Epiactis prolifera, the brooding, proliferating or small green anemone, is a species of marine invertebrate in the family Actiniidae. It is found in the north-eastern Pacific. It has a feature rare among animals in that all individuals start life as females but develop testes later in their lives to become hermaphrodites.

==Description==
The brooding anemone grows to three centimetres high and up to five centimetres in diameter and varies in colour, usually being greenish-brown but sometimes brown, pink, red or dull green. There are fine white lines starting at the mouth and spreading radially across the oral disc and further white lines occur on the column and pedal disc. The lower part of the column and pedal disc are occasionally blue. There are often radiating pale and dark lines on the edges of the pedal disc and the lower part of the column. The mouth is surrounded by 48 to 96 short, conical tentacles each tipped with a terminal pore.

==Distribution and habitat==
The brooding anemone is found in shallow areas of the north-east Pacific Ocean. The highest density is on or under rocks in the sublittoral zone, in surge channels, on rock shelves and areas exposed to wave action. It is often found in areas encrusted with coralline algae and sometimes grows on the leaves of eelgrass. It cannot tolerate exposure to the drying air and sunlight. The brooding anemone moves around over the substrate to a greater extent than do other anemones.

==Biology==
Epiactis prolifera is a protogynous hermaphrodite. The young all start life as females but when the pedal disc is about two centimetres in diameter, they develop testes on the mesentery and spend the rest of their lives as hermaphrodites. This means that the population consists of a large number of young females and a small number of older hermaphrodites. Reproduction is not limited to any particular season. Sperm is released into the water column and after cross-fertilisation (or sometimes self-fertilisation), the young remain within the mother's gastrovascular cavity during their early development. The mother then expels a mass of eggs and mucus through her mouth and they spread across her oral disc. Cilia move some of them down the column and they become attached to the base of the column with mucus, and perhaps also nematocysts. The larvae develop tentacles of their own and grow in this protective environment for at least three months. When they reach about four millimetres in diameter, they separate from their mother and move away to live independently.
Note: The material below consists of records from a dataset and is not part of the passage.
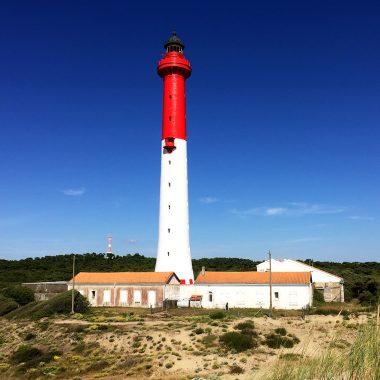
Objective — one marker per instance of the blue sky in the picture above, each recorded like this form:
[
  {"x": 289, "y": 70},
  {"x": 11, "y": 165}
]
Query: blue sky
[{"x": 283, "y": 127}]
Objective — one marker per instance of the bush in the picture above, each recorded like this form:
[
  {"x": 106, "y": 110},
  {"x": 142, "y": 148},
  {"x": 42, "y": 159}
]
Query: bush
[
  {"x": 236, "y": 370},
  {"x": 237, "y": 341},
  {"x": 58, "y": 304},
  {"x": 245, "y": 325},
  {"x": 29, "y": 336},
  {"x": 7, "y": 305},
  {"x": 277, "y": 341},
  {"x": 280, "y": 331},
  {"x": 21, "y": 294},
  {"x": 25, "y": 353},
  {"x": 32, "y": 356},
  {"x": 217, "y": 315}
]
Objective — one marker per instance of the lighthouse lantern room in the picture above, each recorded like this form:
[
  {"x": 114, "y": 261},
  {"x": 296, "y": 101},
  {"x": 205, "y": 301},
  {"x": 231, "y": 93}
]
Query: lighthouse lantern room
[{"x": 173, "y": 239}]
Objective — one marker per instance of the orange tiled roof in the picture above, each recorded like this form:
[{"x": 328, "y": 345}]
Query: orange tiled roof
[
  {"x": 123, "y": 277},
  {"x": 253, "y": 278}
]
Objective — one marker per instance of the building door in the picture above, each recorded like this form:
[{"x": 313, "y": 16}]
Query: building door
[
  {"x": 152, "y": 298},
  {"x": 293, "y": 298},
  {"x": 123, "y": 298},
  {"x": 137, "y": 297},
  {"x": 107, "y": 297},
  {"x": 93, "y": 294}
]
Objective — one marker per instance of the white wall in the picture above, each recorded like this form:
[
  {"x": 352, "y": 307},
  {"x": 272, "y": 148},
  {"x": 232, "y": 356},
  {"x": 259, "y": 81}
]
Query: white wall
[
  {"x": 251, "y": 296},
  {"x": 295, "y": 266},
  {"x": 173, "y": 254}
]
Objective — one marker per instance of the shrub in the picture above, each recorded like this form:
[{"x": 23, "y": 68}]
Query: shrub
[
  {"x": 21, "y": 294},
  {"x": 280, "y": 331},
  {"x": 7, "y": 305},
  {"x": 217, "y": 315},
  {"x": 277, "y": 341},
  {"x": 236, "y": 370},
  {"x": 318, "y": 297},
  {"x": 29, "y": 336},
  {"x": 237, "y": 341},
  {"x": 61, "y": 303},
  {"x": 245, "y": 325},
  {"x": 25, "y": 353}
]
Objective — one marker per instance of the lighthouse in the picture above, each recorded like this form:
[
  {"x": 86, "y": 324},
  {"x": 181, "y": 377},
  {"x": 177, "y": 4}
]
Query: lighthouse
[{"x": 173, "y": 254}]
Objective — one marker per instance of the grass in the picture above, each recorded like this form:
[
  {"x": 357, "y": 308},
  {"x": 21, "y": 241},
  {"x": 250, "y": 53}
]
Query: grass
[
  {"x": 360, "y": 362},
  {"x": 237, "y": 341}
]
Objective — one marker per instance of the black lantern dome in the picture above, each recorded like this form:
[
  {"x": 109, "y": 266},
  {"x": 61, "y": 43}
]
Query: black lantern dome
[{"x": 174, "y": 43}]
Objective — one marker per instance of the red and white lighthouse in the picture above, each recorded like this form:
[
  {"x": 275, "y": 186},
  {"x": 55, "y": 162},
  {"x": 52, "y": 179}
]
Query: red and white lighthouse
[{"x": 173, "y": 240}]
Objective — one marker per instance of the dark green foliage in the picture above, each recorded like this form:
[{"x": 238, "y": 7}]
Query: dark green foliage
[
  {"x": 209, "y": 340},
  {"x": 98, "y": 365},
  {"x": 32, "y": 356},
  {"x": 7, "y": 305},
  {"x": 359, "y": 278},
  {"x": 25, "y": 353},
  {"x": 237, "y": 341},
  {"x": 217, "y": 315},
  {"x": 29, "y": 336},
  {"x": 21, "y": 294},
  {"x": 280, "y": 331},
  {"x": 60, "y": 304}
]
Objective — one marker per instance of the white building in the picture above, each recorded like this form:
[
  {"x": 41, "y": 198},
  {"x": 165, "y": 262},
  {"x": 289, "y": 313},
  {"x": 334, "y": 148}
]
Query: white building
[
  {"x": 330, "y": 284},
  {"x": 251, "y": 290},
  {"x": 131, "y": 289}
]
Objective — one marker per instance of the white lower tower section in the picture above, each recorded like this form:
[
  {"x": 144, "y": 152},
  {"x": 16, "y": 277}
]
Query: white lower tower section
[{"x": 173, "y": 237}]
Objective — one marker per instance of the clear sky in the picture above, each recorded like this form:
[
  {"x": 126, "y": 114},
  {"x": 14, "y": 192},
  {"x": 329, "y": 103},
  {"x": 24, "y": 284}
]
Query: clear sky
[{"x": 283, "y": 127}]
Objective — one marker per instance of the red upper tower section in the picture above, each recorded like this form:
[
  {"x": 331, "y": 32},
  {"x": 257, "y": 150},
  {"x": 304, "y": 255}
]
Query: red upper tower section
[{"x": 174, "y": 68}]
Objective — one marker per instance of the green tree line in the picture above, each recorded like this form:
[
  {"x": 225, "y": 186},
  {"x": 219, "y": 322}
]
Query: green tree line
[{"x": 362, "y": 279}]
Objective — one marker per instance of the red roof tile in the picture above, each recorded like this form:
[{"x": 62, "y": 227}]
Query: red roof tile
[
  {"x": 123, "y": 277},
  {"x": 253, "y": 278}
]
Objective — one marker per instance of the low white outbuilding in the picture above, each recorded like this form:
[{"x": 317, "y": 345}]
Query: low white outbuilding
[
  {"x": 328, "y": 283},
  {"x": 252, "y": 290}
]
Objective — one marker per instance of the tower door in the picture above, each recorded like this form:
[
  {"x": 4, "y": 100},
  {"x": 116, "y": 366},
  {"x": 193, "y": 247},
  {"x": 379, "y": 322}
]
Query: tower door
[{"x": 152, "y": 298}]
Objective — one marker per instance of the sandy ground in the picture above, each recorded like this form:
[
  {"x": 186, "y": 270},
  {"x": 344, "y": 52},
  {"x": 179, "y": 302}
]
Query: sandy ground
[{"x": 172, "y": 349}]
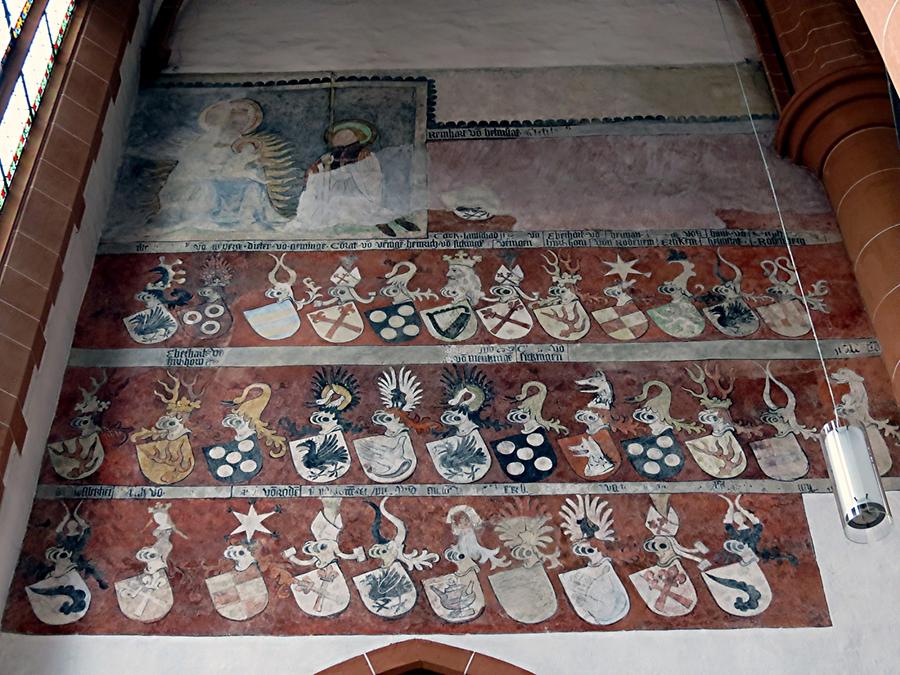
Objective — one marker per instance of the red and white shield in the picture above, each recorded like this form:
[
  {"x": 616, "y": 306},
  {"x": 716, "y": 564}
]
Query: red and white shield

If the anemone is damaged and broken in pieces, the various fragments are each able to grow into a new individual.

The diet consists of small fish, shrimps, crabs and jellyfish. The prey is immobilised by the nematocysts in the tentacles which inject toxins, then passed by the tentacles through the mouth and into the gastrovascular cavity. Any undigested remains are expelled through the mouth.

==Ecology==
Despite their stinging nematocysts, brooding anemones are a favoured prey for certain other animals. Many nudibranchs seem to be immune to the toxin and both eat them and can store the unused nematocysts for their own defence. Predators include the nudibranch Aeolidia papillosa, the leather star Dermasterias imbricata and certain fish, such as the mosshead sculpin (Clinocottus globiceps).

This anemone sometimes displays mutualism by attaching itself to a hermit crab or decorator crab. The anemone provides protection for the host from predators and itself benefits by being able to consume food fragments discarded by the crab.

The copepod, Doridicola sunnivae, is an ectoparasite of the brooding anemone.